Unter dem Motto „Art is Power – Kunst hat Kraft“ waren Mädchen und junge Frauen aus Nepal eingeladen, ihre Gedanken zum Thema Kinderheirat bildlich auszudrücken. Den Raum dafür bot Plan International mit einer Reihe von Kunstworkshops in dem südasiatischen Land.
Die jungen Teilnehmerinnen analysierten die Probleme und Gefahren, die Frühverheiratung in ihrer Gemeinschaft darstellt – und setzten sie künstlerisch in Szene. Ein einzigartiger Projektansatz, der sich kreativ der Realität annähert, mit der die Kinder und Jugendlichen häufig konfrontiert sind.
Ausgestattet mit Papier und Leinwand, Stiften, Farben und Pinseln illustrierten die jungen Künstlerinnen die verschiedenen Folgen, die Kinder-, Früh- und Zwangsheirat insbesondere auf das Leben von Mädchen haben. Das Ergebnis ist eine ganze Serie von lebensnahen, farbenfrohen Bildern, die den Ernst des Alltags und starke Botschaften abbilden.
„Kinderheirat hindert Mädchen daran, ihr volles Potenzial auszuschöpfen.“
Da es in Nepal nur wenige sichere Räume für Mädchen und Frauen gibt, in denen sie sich für einen sozialen Wandel einsetzen können, nutzen sie ihre Bilder, um Maßnahmen zur Abschaffung von schädlichen sozialen Normen zu fordern. „Kinderheirat hindert Mädchen daran, ihr volles Potenzial auszuschöpfen“, darin sind sich die Teilnehmerinnen einig – wie auch die Auswahl von neun ihrer Motive zeigt, die wir für die Plan Post zusammengestellt haben:
Radha (17) sagt, dass ihr Bild die Auswirkungen der Kinderheirat auf die Bildung von jungen Frauen hervorhebt.

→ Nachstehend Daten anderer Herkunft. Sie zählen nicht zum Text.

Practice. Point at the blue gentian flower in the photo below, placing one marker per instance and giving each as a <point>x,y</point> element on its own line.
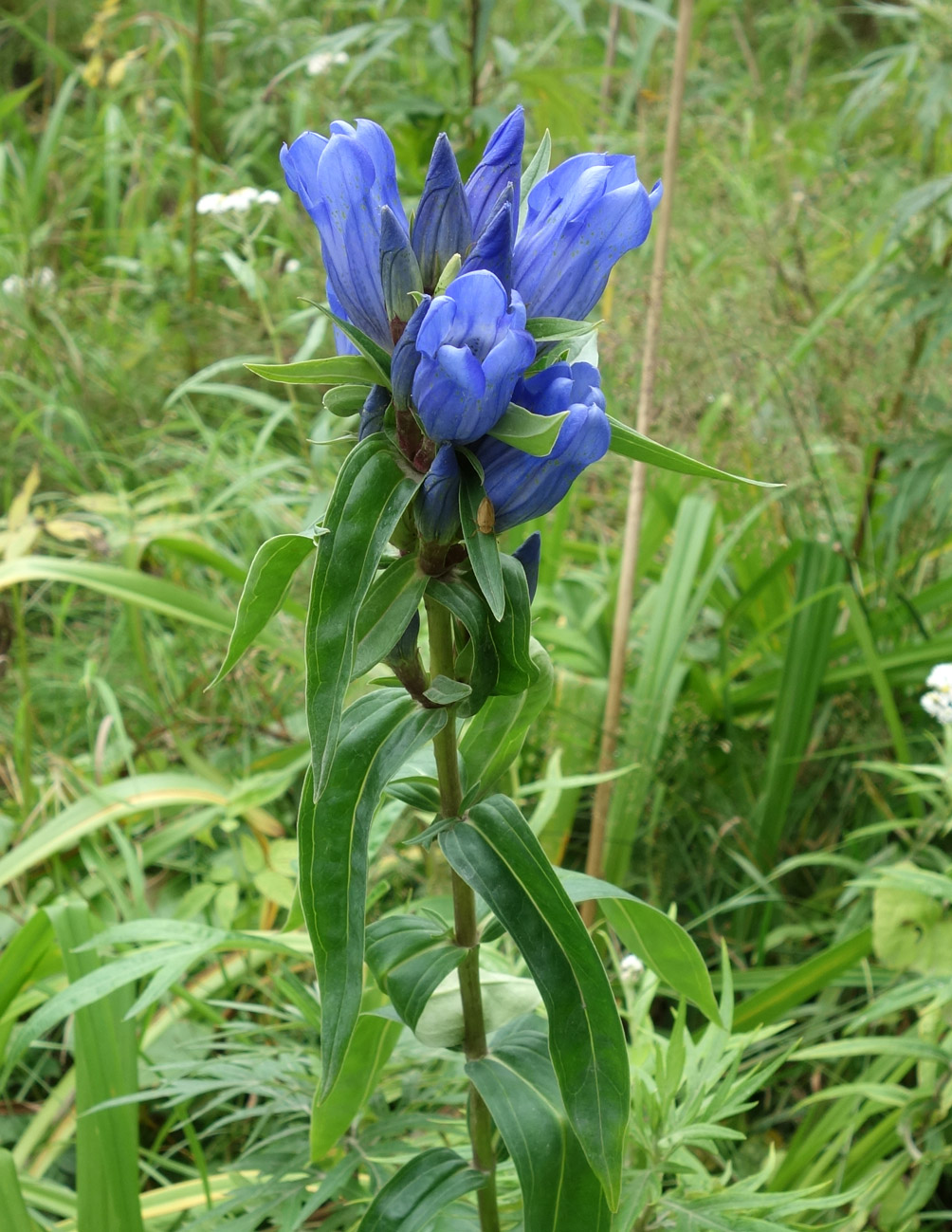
<point>441,228</point>
<point>522,486</point>
<point>437,506</point>
<point>342,182</point>
<point>473,347</point>
<point>500,165</point>
<point>581,218</point>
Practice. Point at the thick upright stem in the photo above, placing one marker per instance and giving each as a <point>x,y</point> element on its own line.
<point>466,932</point>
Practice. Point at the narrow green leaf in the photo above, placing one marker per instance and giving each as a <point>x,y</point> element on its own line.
<point>107,1140</point>
<point>537,168</point>
<point>11,1200</point>
<point>387,610</point>
<point>445,691</point>
<point>345,400</point>
<point>558,329</point>
<point>266,585</point>
<point>378,733</point>
<point>510,634</point>
<point>371,351</point>
<point>532,433</point>
<point>796,987</point>
<point>499,856</point>
<point>419,1191</point>
<point>493,741</point>
<point>333,370</point>
<point>369,1051</point>
<point>369,499</point>
<point>632,445</point>
<point>479,664</point>
<point>482,547</point>
<point>409,957</point>
<point>560,1193</point>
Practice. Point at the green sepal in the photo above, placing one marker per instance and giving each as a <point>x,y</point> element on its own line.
<point>632,445</point>
<point>411,956</point>
<point>523,431</point>
<point>483,548</point>
<point>498,855</point>
<point>378,733</point>
<point>391,602</point>
<point>559,329</point>
<point>659,942</point>
<point>345,400</point>
<point>510,635</point>
<point>560,1193</point>
<point>493,740</point>
<point>369,1051</point>
<point>369,499</point>
<point>470,610</point>
<point>333,370</point>
<point>372,351</point>
<point>415,1194</point>
<point>265,589</point>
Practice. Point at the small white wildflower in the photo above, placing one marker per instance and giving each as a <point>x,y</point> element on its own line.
<point>322,61</point>
<point>211,203</point>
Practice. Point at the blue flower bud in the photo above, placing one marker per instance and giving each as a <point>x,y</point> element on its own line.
<point>437,504</point>
<point>500,167</point>
<point>374,411</point>
<point>522,487</point>
<point>493,250</point>
<point>527,555</point>
<point>342,182</point>
<point>473,347</point>
<point>399,271</point>
<point>581,218</point>
<point>441,227</point>
<point>405,358</point>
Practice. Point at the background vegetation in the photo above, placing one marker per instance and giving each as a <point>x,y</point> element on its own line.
<point>783,787</point>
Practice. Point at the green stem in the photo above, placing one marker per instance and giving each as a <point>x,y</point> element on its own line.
<point>466,931</point>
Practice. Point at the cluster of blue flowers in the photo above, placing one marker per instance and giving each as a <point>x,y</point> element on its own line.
<point>449,295</point>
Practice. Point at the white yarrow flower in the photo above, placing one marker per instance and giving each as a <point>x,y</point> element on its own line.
<point>938,701</point>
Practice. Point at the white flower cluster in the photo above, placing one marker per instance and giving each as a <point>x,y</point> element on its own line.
<point>938,701</point>
<point>238,202</point>
<point>322,61</point>
<point>44,280</point>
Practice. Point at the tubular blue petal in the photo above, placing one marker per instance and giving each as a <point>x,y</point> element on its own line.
<point>581,218</point>
<point>499,167</point>
<point>437,506</point>
<point>442,227</point>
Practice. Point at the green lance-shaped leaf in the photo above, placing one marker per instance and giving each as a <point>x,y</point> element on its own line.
<point>560,1193</point>
<point>369,1051</point>
<point>333,370</point>
<point>479,659</point>
<point>266,585</point>
<point>532,433</point>
<point>378,733</point>
<point>409,957</point>
<point>632,445</point>
<point>494,738</point>
<point>510,634</point>
<point>387,610</point>
<point>419,1191</point>
<point>499,856</point>
<point>369,499</point>
<point>659,942</point>
<point>481,544</point>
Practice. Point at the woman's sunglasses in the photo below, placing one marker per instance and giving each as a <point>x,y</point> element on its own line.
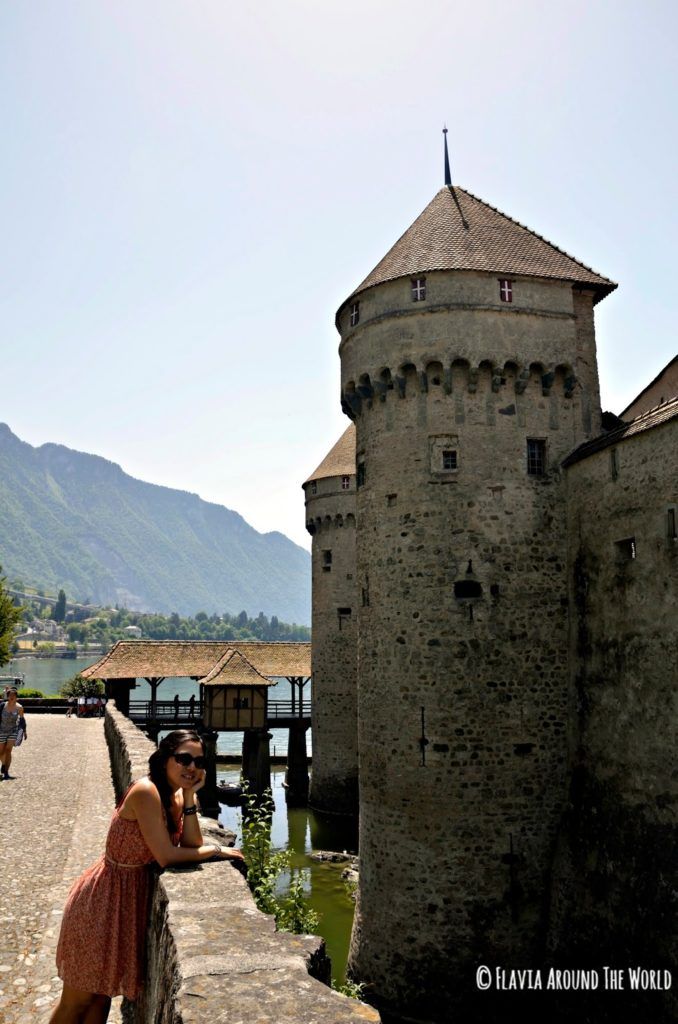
<point>185,760</point>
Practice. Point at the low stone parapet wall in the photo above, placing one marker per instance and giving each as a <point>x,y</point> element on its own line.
<point>212,955</point>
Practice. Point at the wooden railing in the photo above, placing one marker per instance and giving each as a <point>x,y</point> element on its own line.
<point>182,711</point>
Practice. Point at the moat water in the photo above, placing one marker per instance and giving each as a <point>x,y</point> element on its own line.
<point>298,829</point>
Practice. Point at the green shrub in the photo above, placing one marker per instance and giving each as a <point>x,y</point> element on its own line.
<point>292,911</point>
<point>349,988</point>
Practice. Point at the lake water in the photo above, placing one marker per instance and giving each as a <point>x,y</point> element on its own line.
<point>298,829</point>
<point>48,674</point>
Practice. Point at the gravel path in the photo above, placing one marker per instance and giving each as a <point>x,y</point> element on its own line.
<point>55,816</point>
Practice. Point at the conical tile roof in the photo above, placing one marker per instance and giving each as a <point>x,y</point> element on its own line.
<point>460,231</point>
<point>340,461</point>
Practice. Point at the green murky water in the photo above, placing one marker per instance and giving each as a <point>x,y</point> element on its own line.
<point>302,830</point>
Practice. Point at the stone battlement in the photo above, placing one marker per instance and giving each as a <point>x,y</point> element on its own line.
<point>458,375</point>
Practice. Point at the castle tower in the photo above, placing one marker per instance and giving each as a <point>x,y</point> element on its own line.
<point>468,366</point>
<point>330,496</point>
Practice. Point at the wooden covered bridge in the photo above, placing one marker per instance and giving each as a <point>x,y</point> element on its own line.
<point>234,679</point>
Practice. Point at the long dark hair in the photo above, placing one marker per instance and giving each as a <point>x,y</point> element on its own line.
<point>158,768</point>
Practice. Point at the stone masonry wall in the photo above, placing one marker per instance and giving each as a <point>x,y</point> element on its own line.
<point>464,692</point>
<point>665,387</point>
<point>616,896</point>
<point>331,516</point>
<point>211,954</point>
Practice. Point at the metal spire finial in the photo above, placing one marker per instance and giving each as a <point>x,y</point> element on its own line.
<point>448,175</point>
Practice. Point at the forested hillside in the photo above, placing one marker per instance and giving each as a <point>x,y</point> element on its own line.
<point>78,521</point>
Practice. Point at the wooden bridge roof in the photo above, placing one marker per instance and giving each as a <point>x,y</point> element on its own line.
<point>197,658</point>
<point>235,670</point>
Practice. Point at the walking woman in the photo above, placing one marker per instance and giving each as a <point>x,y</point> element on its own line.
<point>11,720</point>
<point>101,942</point>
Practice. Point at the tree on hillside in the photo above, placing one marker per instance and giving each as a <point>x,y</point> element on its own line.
<point>59,608</point>
<point>9,615</point>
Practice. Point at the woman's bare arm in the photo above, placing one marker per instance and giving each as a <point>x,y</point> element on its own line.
<point>143,803</point>
<point>191,834</point>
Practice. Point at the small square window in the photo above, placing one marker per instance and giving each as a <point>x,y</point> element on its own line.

Die Kinderehe nimmt ihnen die Fähigkeit, eine Schule besuchen und eine Ausbildung machen zu können.
Pratima (17, oben) sagt, dass ihr Bild die harte Realität der häuslichen Gewalt darstellt, die durch übermäßige Mitgiftforderungen verursacht wird.
Koshila sagt, ihr Bild (oben rechts) zeige die Last der Ehe und Verantwortung, die sich daraus ergibt. Wobei die 22-Jährige die Schwangerschaft eines Kindes und die überwältigende Hausarbeit hervorhebt, die ihr persönlich keine private Zeit mehr lässt.
Eine Hochzeit zur richtigen Zeit, die Freude darüber – symbolisiert durch Farben und Blumen – zeigt das Bild von Priyanka (21, oben links). Heiraten kann eine gute Sache sein, wenn die Braut körperlich und geistig dazu bereit ist.
Die patriarchalische Praxis von Ghumto Pratha – der Verschleierung des Gesichts von verheirateten Frauen – thematisiert Ruhi (20) auf ihrem Bild. Der Ghumto, ein Schal oder Sari, bedeckt üblicherweise die Gesichter der Nepalesinnen, wenn sie sich in der Gegenwart von Männern befinden.
Verhaftung und Anklage sind die möglichen rechtlichen Folgen einer Zwangsheirat von Kindern, sowohl für die Braut als auch den Bräutigam, hat Priyanka (18) auf ihrem Bild (links) in Farbe festgehalten.
Mit ihrem Bild fordert Shobha (15), dass Kinderheiraten abgeschafft werden und die Bildung der Mädchen Vorrang vor der Ehe haben sollte.
Als sagenumwobener „Wohnsitz der Götter“ treffen sich in Nepal die Kulturen und Religionen aus unterschiedlichen Teilen Asiens. In dem auch als „Dach der Welt“ bezeichneten Himalaja-Staat prägte unter anderem die Volksgruppe der Newari jahrhundertelang die heimische Architektur und Malerei. Rund um das Kathmandutal entstanden beispielsweise Techniken zur Stoff- und Wandmalerei sowie Manuskriptillustration.
In Szene gesetzt werden traditionell Naturerscheinungen wie Sonne und Mond sowie Gottheiten, Adelige oder Gestalten aus der Mythologie. Die Tradition der sogenannten Mithila-Malerei ist seit dem 7. Jahrhundert lebendig, unter anderem im Südosten von Nepal, und kombiniert figürliche Darstellungen mit abstrakten Symbolen und Mustern – ähnlich, wie es jetzt bei dem Kunstprojekt von Plan International Nepal auch einige Teilnehmerinnen gemacht haben.
Marc Tornow hat Nepal seit 1994 mehrfach bereist, dort gearbeitet und die Geschichte von dem Kunstprojekt jetzt mit Material aus dem örtlichen Plan-Büro aufgeschrieben.